Quinnatisset (also spelled Quantisset, Quinnetusset, Quanatusset, Quantiske, Quantisset, Quatiske, or Quattissick) was a Nipmuc village in Connecticut which became a praying town through the influence of John Eliot and Daniel Gookin. The town was located near what is now Thompson, Connecticut or Pomfret, Connecticut possibly near Thompson Hill Historic District. The name "Quantisset" means "little long river."

Quinnatisset was located six miles south of Maanexit, another praying town. By 1667 John Eliot was involved with the village and attempted to mediate a misunderstanding regarding a tribute between the Quantisset Nipmucs and the Narragansett saunkskwa Quaiapin. Prior to King Philip's War Rev.

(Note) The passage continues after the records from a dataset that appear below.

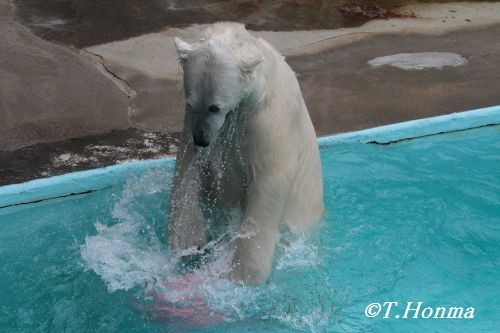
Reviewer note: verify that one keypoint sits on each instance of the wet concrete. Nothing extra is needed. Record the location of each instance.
(343, 93)
(50, 93)
(84, 23)
(96, 151)
(91, 22)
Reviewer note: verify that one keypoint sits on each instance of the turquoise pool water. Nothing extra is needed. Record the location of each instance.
(414, 221)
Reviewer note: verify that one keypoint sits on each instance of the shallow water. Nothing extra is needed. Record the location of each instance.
(413, 221)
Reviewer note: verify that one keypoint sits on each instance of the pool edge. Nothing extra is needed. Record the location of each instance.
(97, 179)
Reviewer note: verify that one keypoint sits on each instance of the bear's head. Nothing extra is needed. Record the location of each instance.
(218, 77)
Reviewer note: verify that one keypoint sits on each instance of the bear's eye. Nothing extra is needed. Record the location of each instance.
(213, 108)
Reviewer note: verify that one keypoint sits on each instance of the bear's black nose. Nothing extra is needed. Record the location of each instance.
(213, 108)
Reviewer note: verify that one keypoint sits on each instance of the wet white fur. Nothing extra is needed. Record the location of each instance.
(276, 176)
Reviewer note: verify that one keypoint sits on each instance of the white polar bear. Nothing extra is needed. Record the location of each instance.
(244, 105)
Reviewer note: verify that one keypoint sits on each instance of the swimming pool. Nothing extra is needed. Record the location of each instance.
(412, 220)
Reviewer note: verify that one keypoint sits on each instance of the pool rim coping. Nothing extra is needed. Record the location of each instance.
(92, 180)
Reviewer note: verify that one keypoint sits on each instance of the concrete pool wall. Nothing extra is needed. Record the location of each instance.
(97, 179)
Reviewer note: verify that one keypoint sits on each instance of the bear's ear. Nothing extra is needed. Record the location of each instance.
(249, 56)
(248, 64)
(183, 49)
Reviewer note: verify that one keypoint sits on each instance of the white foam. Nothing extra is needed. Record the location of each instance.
(420, 60)
(129, 254)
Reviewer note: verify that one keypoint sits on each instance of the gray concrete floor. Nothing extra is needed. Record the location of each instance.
(64, 109)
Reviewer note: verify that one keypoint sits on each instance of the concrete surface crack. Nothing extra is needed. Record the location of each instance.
(121, 83)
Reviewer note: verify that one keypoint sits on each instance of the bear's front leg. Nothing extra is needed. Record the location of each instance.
(186, 225)
(258, 234)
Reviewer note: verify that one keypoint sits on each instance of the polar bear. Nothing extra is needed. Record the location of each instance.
(248, 144)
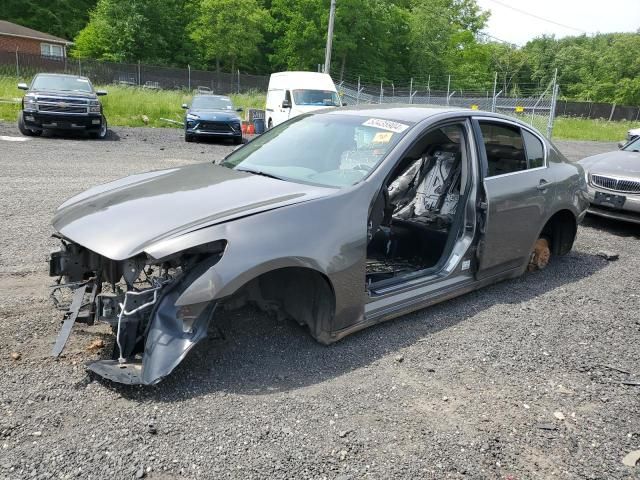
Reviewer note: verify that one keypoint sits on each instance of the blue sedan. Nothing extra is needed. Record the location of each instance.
(212, 116)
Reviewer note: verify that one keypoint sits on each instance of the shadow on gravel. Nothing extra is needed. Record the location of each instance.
(614, 227)
(249, 353)
(112, 136)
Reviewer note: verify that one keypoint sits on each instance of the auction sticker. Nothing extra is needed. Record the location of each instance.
(382, 137)
(389, 125)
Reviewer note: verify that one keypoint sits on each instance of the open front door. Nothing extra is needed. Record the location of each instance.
(515, 186)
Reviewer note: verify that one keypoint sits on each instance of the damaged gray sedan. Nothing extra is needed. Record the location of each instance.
(337, 219)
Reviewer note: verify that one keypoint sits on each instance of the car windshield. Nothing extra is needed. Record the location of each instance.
(211, 103)
(58, 82)
(325, 98)
(324, 149)
(633, 146)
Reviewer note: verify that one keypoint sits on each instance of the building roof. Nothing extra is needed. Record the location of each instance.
(15, 30)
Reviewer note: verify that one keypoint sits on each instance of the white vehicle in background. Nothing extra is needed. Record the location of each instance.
(293, 93)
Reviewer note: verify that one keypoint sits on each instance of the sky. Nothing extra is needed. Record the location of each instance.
(570, 17)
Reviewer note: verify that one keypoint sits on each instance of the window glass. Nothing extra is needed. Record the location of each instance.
(535, 150)
(322, 149)
(504, 147)
(206, 102)
(326, 98)
(45, 81)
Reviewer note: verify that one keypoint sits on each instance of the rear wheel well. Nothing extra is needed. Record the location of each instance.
(561, 231)
(302, 294)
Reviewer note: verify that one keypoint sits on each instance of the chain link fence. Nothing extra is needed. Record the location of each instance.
(537, 108)
(538, 105)
(25, 65)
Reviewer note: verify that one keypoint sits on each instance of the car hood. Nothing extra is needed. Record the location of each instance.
(616, 164)
(63, 94)
(217, 115)
(120, 219)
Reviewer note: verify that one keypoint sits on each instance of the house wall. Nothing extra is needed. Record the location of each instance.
(24, 45)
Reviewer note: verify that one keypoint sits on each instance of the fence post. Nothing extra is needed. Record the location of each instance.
(448, 87)
(613, 110)
(554, 99)
(495, 84)
(410, 90)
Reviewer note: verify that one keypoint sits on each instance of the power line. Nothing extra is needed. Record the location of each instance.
(523, 12)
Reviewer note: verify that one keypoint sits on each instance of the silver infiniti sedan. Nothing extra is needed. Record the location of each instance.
(337, 219)
(614, 182)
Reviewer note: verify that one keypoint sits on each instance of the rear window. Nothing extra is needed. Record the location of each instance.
(505, 148)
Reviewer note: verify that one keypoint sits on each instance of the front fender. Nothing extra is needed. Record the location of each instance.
(213, 285)
(168, 340)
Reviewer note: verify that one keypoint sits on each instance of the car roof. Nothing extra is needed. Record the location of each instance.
(209, 95)
(59, 75)
(416, 112)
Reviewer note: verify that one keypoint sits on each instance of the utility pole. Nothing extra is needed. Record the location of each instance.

Daniel Takawambait, possibly first ordained Native American in North America, served as a minister in the town. In 1674 Daniel Gookin wrote that "[f]or [Quantisset] we appointed a sober and pious young man of Natick, called Daniel, to be minister, whom they accepted in the Lord." After King Philip's War Black James sold several thousand acres of land in Quinnatisset to settlers. As late as 1730 there was still a large wigwam visible on the hill. There was a Nipmuc fort in Quinnatisset which "was assaulted and demolished, but the aboriginal cellar on Fort hill" is still visible.